Doyle was a recipient of the John Towers Memorial Award from the Aviation Commandery of the Naval Order.

He received an honorary Ph.D. in Engineering from Michigan Tech.

Admiral Doyle Drive in New Iberia, LA, was named for him in the 1960s. It has been a busy commercial street since the 1970s.

In 1992, twenty-two years after his death, Admiral Austin Kelvin Doyle was enshrined in The Naval Aviation Hall of Honor. A bronze plaque of Admiral Doyle and his contributions was cast and placed in Naval Aviation Hall of Honor located in the National Museum of Naval Aviation at Pensacola, FL. The Hall was established in 1980 to recognize those individuals who by their actions or achievements made outstanding contributions to Naval Aviation. Final approval is made by the Chief of Naval Operations.

In Retirement

After retiring from the Navy, Doyle and his wife, Jamie Reese Doyle, made their home in Pensacola, FL.

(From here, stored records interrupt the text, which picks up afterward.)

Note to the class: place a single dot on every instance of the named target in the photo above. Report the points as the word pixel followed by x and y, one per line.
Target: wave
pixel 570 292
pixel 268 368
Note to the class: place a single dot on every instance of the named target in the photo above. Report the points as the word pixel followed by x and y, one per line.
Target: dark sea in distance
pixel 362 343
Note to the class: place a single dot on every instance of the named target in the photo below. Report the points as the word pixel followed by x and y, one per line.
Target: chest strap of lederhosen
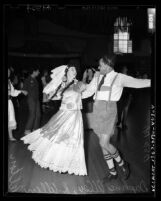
pixel 110 90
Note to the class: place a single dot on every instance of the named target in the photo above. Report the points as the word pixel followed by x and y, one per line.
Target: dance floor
pixel 25 176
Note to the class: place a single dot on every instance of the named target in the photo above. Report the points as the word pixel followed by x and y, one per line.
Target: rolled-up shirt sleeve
pixel 90 88
pixel 14 92
pixel 128 81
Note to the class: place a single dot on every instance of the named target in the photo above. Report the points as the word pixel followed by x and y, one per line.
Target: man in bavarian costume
pixel 107 86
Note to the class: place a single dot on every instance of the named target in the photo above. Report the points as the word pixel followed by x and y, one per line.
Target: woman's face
pixel 71 74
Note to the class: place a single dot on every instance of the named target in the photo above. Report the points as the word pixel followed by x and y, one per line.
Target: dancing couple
pixel 59 145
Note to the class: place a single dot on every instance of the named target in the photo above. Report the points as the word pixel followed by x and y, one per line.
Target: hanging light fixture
pixel 151 19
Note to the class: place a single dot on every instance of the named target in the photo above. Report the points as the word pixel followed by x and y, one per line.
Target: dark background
pixel 51 36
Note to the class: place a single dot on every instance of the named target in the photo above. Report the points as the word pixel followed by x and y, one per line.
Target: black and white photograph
pixel 81 99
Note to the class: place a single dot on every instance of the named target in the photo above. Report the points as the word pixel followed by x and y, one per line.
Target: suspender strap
pixel 112 86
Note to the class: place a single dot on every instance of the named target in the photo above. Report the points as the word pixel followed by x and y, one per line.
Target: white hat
pixel 57 75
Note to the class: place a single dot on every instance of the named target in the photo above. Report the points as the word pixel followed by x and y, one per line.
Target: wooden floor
pixel 25 176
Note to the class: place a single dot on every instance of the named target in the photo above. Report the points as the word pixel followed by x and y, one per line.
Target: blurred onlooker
pixel 31 85
pixel 12 92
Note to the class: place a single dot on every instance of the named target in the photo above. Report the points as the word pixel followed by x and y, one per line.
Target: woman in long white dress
pixel 59 145
pixel 12 92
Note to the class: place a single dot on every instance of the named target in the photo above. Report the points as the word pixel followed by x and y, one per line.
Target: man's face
pixel 104 68
pixel 37 73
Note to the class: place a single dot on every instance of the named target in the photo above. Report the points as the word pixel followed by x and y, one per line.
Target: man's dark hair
pixel 110 60
pixel 33 68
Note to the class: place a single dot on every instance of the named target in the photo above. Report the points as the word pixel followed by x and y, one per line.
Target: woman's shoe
pixel 12 139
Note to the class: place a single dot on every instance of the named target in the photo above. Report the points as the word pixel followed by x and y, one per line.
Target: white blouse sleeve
pixel 128 81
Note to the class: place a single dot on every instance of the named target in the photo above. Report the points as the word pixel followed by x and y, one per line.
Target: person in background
pixel 12 92
pixel 107 86
pixel 31 85
pixel 123 104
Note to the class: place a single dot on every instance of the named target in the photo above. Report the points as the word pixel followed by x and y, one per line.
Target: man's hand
pixel 24 92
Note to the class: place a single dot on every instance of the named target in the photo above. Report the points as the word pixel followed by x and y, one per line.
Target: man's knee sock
pixel 110 163
pixel 116 156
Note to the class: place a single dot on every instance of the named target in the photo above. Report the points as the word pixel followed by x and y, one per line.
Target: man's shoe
pixel 109 177
pixel 125 170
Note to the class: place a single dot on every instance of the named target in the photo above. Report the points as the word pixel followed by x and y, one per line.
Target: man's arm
pixel 128 81
pixel 90 88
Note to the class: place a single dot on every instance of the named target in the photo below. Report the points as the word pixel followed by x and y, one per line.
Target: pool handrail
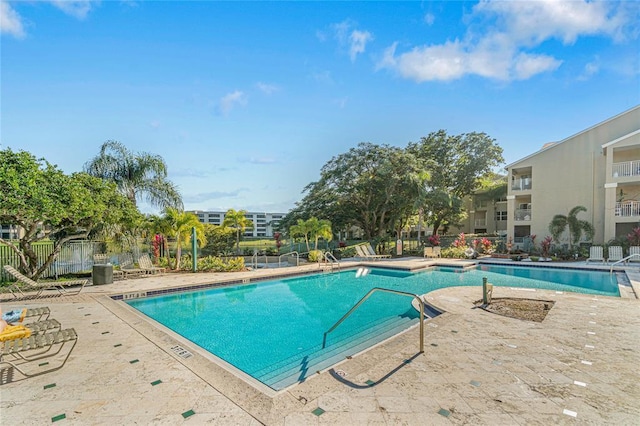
pixel 289 254
pixel 366 296
pixel 623 260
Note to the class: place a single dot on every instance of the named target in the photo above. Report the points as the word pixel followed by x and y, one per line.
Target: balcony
pixel 521 184
pixel 523 214
pixel 628 208
pixel 626 168
pixel 480 223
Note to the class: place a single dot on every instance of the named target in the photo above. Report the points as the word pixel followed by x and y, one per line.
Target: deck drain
pixel 181 352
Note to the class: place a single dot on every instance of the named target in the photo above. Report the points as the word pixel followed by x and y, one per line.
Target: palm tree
pixel 577 227
pixel 237 220
pixel 180 225
pixel 319 229
pixel 301 229
pixel 139 176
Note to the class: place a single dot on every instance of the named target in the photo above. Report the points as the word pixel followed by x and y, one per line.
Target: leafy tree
pixel 139 176
pixel 180 228
pixel 47 204
pixel 456 163
pixel 576 226
pixel 368 186
pixel 220 239
pixel 238 221
pixel 301 229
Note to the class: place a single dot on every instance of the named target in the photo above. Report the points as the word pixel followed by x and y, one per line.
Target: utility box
pixel 102 274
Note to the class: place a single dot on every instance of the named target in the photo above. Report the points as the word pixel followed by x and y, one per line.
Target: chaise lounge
pixel 29 285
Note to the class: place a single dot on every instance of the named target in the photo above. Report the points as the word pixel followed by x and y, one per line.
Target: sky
pixel 246 101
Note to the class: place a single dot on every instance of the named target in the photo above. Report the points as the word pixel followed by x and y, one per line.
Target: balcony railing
pixel 628 208
pixel 521 184
pixel 626 168
pixel 480 223
pixel 523 214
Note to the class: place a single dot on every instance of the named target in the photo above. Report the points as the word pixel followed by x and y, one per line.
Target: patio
pixel 579 365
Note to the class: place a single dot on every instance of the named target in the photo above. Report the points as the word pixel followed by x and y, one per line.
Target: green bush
pixel 315 256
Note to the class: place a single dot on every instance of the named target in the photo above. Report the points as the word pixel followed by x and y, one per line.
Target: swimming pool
pixel 273 331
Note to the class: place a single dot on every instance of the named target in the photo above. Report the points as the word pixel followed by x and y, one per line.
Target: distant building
pixel 598 168
pixel 263 223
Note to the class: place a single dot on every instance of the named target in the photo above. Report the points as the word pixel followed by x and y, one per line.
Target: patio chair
pixel 21 351
pixel 144 261
pixel 369 249
pixel 615 254
pixel 634 250
pixel 596 254
pixel 29 285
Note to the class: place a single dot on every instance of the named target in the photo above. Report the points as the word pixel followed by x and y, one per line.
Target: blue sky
pixel 247 101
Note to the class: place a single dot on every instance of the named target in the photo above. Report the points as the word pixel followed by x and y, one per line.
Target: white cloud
pixel 355 41
pixel 429 19
pixel 10 21
pixel 77 8
pixel 512 31
pixel 358 42
pixel 267 88
pixel 229 101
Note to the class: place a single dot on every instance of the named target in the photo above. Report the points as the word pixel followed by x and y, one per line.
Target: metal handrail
pixel 289 254
pixel 623 260
pixel 366 296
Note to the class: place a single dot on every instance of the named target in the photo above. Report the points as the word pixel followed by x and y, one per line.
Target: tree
pixel 139 176
pixel 576 227
pixel 238 221
pixel 368 186
pixel 180 228
pixel 301 229
pixel 47 204
pixel 457 163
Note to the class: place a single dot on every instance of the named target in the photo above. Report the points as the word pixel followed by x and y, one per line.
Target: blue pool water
pixel 274 330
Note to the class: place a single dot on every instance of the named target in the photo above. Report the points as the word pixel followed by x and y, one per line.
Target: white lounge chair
pixel 596 254
pixel 29 285
pixel 634 250
pixel 615 254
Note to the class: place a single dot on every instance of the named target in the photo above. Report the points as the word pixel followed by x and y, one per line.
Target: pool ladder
pixel 366 296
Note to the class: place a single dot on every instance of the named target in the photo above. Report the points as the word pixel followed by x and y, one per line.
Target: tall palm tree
pixel 577 227
pixel 180 225
pixel 139 176
pixel 237 221
pixel 319 229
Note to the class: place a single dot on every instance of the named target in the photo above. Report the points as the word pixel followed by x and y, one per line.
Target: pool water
pixel 273 331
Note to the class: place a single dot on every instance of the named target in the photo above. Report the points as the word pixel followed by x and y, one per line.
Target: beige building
pixel 598 168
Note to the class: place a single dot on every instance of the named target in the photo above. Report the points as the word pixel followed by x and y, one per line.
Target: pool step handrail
pixel 330 258
pixel 366 296
pixel 289 254
pixel 625 260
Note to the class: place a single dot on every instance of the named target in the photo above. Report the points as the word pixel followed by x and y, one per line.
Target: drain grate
pixel 181 352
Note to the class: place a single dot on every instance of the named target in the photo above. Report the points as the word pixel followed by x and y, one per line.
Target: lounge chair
pixel 21 351
pixel 29 285
pixel 145 263
pixel 596 254
pixel 372 252
pixel 615 254
pixel 432 251
pixel 634 250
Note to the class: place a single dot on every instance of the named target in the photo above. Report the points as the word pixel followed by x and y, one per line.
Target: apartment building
pixel 598 168
pixel 263 223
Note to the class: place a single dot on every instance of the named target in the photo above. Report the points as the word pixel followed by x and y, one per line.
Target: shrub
pixel 315 256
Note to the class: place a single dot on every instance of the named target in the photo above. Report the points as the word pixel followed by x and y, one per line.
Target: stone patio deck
pixel 580 365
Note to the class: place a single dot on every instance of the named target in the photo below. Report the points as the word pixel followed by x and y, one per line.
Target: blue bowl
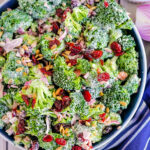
pixel 136 98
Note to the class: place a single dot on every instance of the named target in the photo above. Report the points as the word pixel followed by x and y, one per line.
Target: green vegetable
pixel 80 13
pixel 83 65
pixel 114 96
pixel 64 76
pixel 12 72
pixel 127 42
pixel 128 62
pixel 2 61
pixel 132 84
pixel 13 20
pixel 36 126
pixel 96 38
pixel 74 28
pixel 45 49
pixel 39 9
pixel 112 16
pixel 44 99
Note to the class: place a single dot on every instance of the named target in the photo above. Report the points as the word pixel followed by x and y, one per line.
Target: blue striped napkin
pixel 136 135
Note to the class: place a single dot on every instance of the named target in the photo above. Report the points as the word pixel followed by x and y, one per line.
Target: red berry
pixel 116 47
pixel 21 127
pixel 76 147
pixel 33 103
pixel 73 62
pixel 61 141
pixel 103 77
pixel 47 138
pixel 88 56
pixel 26 99
pixel 102 62
pixel 106 4
pixel 87 95
pixel 97 54
pixel 55 27
pixel 59 12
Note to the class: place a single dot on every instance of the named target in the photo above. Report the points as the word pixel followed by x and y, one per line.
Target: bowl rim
pixel 101 144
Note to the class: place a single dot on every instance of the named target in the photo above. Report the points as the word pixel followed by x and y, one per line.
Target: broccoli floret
pixel 64 76
pixel 2 61
pixel 96 38
pixel 80 13
pixel 83 65
pixel 13 72
pixel 128 62
pixel 43 95
pixel 132 84
pixel 114 15
pixel 12 20
pixel 45 48
pixel 127 42
pixel 36 126
pixel 116 98
pixel 39 9
pixel 79 105
pixel 74 28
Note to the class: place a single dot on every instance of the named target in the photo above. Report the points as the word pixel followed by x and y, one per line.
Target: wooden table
pixel 131 8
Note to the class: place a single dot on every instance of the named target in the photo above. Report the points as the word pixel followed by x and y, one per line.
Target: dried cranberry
pixel 106 4
pixel 47 138
pixel 34 146
pixel 26 99
pixel 102 62
pixel 66 100
pixel 33 103
pixel 103 77
pixel 76 147
pixel 76 49
pixel 61 141
pixel 59 12
pixel 97 54
pixel 87 95
pixel 21 127
pixel 44 71
pixel 73 62
pixel 88 56
pixel 58 106
pixel 116 47
pixel 55 27
pixel 64 16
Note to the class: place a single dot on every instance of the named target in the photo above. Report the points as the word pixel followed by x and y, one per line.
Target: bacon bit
pixel 19 69
pixel 26 99
pixel 47 138
pixel 101 93
pixel 103 77
pixel 77 72
pixel 123 103
pixel 103 117
pixel 61 141
pixel 106 4
pixel 107 110
pixel 87 95
pixel 102 62
pixel 122 75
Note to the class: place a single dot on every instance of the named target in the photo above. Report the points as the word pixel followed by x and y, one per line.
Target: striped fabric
pixel 136 136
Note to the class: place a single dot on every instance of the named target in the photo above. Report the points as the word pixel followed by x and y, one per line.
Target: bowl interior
pixel 136 98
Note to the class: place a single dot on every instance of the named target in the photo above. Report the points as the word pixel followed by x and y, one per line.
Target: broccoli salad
pixel 68 69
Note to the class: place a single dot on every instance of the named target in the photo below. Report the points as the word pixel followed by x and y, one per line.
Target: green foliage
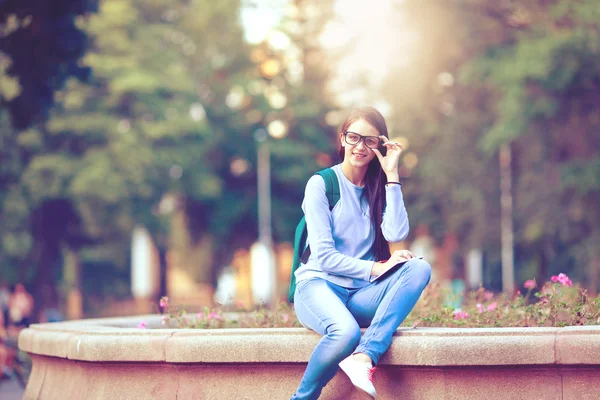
pixel 44 46
pixel 555 304
pixel 488 74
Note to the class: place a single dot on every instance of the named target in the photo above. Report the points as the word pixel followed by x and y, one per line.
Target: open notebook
pixel 390 271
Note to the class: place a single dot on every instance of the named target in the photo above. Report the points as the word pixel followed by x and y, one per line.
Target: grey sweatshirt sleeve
pixel 395 218
pixel 320 235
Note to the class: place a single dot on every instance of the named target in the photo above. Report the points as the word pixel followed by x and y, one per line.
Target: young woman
pixel 336 293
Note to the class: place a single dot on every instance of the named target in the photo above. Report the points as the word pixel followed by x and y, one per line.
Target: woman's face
pixel 359 155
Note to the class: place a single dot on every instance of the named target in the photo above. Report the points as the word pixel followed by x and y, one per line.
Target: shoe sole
pixel 364 394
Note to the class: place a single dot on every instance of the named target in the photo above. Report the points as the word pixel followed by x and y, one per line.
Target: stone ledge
pixel 117 340
pixel 110 358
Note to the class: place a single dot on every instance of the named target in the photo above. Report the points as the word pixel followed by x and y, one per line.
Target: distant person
pixel 20 306
pixel 336 293
pixel 4 300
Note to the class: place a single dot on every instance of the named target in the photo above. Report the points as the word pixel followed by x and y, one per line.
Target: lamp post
pixel 262 270
pixel 506 204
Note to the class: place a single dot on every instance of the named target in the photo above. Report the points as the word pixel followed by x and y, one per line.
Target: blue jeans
pixel 338 313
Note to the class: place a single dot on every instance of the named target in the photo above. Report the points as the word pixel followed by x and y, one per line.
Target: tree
pixel 518 73
pixel 43 46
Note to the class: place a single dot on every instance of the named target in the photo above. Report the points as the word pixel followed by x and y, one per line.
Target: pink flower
pixel 529 284
pixel 164 302
pixel 562 279
pixel 214 315
pixel 461 314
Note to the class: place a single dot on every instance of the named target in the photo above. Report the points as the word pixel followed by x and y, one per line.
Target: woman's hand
pixel 389 162
pixel 397 257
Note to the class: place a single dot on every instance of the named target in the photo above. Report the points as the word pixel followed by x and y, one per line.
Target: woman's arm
pixel 394 224
pixel 320 235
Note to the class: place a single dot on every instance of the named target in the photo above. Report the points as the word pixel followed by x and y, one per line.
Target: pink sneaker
pixel 360 374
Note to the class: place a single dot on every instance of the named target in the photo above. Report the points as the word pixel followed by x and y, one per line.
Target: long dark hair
pixel 375 178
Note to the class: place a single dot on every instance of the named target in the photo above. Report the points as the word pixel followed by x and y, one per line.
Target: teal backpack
pixel 301 250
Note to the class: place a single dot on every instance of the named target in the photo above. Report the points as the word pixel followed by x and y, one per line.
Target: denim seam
pixel 321 323
pixel 368 339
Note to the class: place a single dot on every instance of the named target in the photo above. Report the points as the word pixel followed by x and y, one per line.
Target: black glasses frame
pixel 362 138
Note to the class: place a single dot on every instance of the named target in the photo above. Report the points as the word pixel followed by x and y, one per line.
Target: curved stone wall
pixel 112 359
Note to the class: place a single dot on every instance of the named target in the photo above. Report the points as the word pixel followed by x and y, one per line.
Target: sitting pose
pixel 350 279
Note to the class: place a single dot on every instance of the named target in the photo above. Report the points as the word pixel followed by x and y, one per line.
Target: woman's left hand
pixel 389 162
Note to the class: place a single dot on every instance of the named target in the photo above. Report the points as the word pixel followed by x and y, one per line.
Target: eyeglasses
pixel 353 138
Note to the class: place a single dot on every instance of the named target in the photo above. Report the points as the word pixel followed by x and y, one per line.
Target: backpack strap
pixel 332 191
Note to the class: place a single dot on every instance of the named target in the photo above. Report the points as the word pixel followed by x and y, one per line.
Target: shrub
pixel 556 303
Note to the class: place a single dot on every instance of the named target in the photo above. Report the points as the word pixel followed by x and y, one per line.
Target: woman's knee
pixel 420 271
pixel 347 333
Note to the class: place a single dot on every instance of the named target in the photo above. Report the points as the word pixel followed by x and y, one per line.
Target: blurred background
pixel 161 147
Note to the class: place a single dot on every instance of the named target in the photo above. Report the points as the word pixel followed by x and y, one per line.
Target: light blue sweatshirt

As a civilian, Doyle served as director of a bank, country club, and a sports association. He later taught History in the Florida public school system.

A Sailor's Officer

During the time that Rear Admiral Doyle was serving as Commandant of the Tenth Naval District, the manager of Bermuda's Belmont Manor Hotel stiffly requested the U.S. Navy to make the hotel 'off bounds' for enlisted men. Doyle replied - even more stiffly - that he would put the hotel off bounds for officers too. Said Doyle: "The customs of my country do not permit discrimination between officers and men in public places."

Death and Burial

Admiral Austin Kelvin Doyle died on 12 July 1970 at the Pensacola Naval Air Station Hospital after a short illness. He was 72 years old. Admiral Doyle is buried at Barrancas National Cemetery in Pensacola, Escambia County, FL, in Plot 13, 2013.

He was survived by his wife, Jamie, and five children. Jamie died on 22 February 2001 and is buried with her husband.